Me ha servido de reflexión esta incidencia y el  comportamiento de Benedicto XVI, para preguntarme: ¿qué aptitud tenemos los cristianos cuando sufrimos tormentas en nuestras vidas? Desengaños sentimentales, enfermedades, pérdidas inesperadas de seres queridos, desuniones familiares, crisis personales y matrimoniales, fracasos escolares, económicos y profesionales… Me atrevo a pensar que muchos de los alejamientos de Dios se deben a estos periodos de penumbra interior,  en los que nos contrariamos con el Señor y perdemos el poco o mucho trato que hasta entonces habíamos tenido. Y precisamente en los momentos de zozobra, independientemente a la altura de la vida en los que sobrevengan, es cuando más confianza tenemos que tener en nuestro Padre Dios.  Entender la relación con Él solamente desde una óptica de necesidad en momentos puntuales de nuestra vida, es quedarnos muy cortos de miras en cuanto a trato se refiere. Si todo cuanto pedimos nos fuera concedido seguiríamos siendo hijos, indudablemente, pero tremendamente caprichosos, egoístas y soberbios. Además, los designios de Dios no siempre coinciden con nuestras intenciones, de la misma manera que un padre tiene que negar en ocasiones lo que el hijo pide para proporcionarle un beneficio a su persona que no tiene que ser de inmediato. La mirada de Dios siempre es más profunda que la del ser humano.
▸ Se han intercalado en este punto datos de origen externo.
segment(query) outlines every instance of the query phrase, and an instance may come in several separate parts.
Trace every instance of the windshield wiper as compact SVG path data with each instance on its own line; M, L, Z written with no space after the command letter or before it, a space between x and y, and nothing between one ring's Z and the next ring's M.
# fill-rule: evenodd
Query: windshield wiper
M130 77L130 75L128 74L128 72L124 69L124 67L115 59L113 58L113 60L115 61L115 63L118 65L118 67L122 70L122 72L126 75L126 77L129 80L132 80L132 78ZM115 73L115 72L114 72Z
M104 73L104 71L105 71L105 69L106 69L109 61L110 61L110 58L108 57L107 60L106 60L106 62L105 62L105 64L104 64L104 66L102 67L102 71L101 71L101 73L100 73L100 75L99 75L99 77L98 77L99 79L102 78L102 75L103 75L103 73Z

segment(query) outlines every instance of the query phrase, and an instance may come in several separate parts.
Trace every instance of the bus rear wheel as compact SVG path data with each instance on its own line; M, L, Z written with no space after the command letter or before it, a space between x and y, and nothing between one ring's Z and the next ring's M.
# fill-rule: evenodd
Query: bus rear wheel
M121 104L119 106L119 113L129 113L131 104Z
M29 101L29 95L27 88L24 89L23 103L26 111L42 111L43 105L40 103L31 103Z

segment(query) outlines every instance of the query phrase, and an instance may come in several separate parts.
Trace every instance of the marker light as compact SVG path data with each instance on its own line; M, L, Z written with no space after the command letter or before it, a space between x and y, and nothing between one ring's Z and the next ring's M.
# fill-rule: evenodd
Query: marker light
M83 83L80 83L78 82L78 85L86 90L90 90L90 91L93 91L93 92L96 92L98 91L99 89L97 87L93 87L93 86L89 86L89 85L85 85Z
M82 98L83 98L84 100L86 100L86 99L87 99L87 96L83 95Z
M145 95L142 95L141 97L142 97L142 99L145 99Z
Y los que gracias a la paciencia de Dios seguimos intentando serle fieles, a pesar de las tormentas que puedan formarse a lo largo de la vida,  somos responsables  de que quienes se han apartado de Él sean incapaces de descubrir nuevamente la luz, la alegría de sentirse queridos, porque no somos capaces de contagiar lo que vivimos; y si no lo transmitimos es porque, posiblemente, no lo vivimos con la entrega necesaria. Y te pregunto a ti, y me pregunto a mí,  que hemos disfrutado y nos hemos emocionado del ambiente alegre, sano y festivo por las calles de Madrid con la presencia de Su Santidad en España, que hemos pasado horas delante de la televisión y que hemos estado presente en algún acto oficial, o que estamos leyendo los discursos y homilías de Benedicto XVI para “empaparnos” bien de las enseñanzas que nos ha ofrecido: ¿Cuántas sonrisas hemos transmitido desde el 21 de agosto? El mundo necesita sonrisas; y los semblantes alegres son reflejo de la paz interior que llevamos dentro. Los cristianos tenemos que transmitir nuestra fe con la alegría de sabernos hijos de Dios. Y el Papa nos ha mostrado que en las circunstancias favorables o en los momentos comprometidos, debemos transmitir serenidad, confianza, paz, porque Dios está en nosotros, y que de todo mal es capaz de sacar bienes.
Hemos vivido una aventura juntos…Igual que esta noche, con Cristo podréis siempre afrontar las pruebas de la vida. No lo olvidéis”, fueron las palabras de despedida en la intempestiva pero santificadora noche del sábado del Papa a los jóvenes congregados en el aeródromo de Cuatro Vientos. Así se entiende la permanente sonrisa de Benedicto XVI, una sonrisa de Dios a tí y a mí. No me olvido de los jóvenes que han demostrado que alegría y fe, no es que sea compatible, sino que es simbiosis perfecta para ser felices.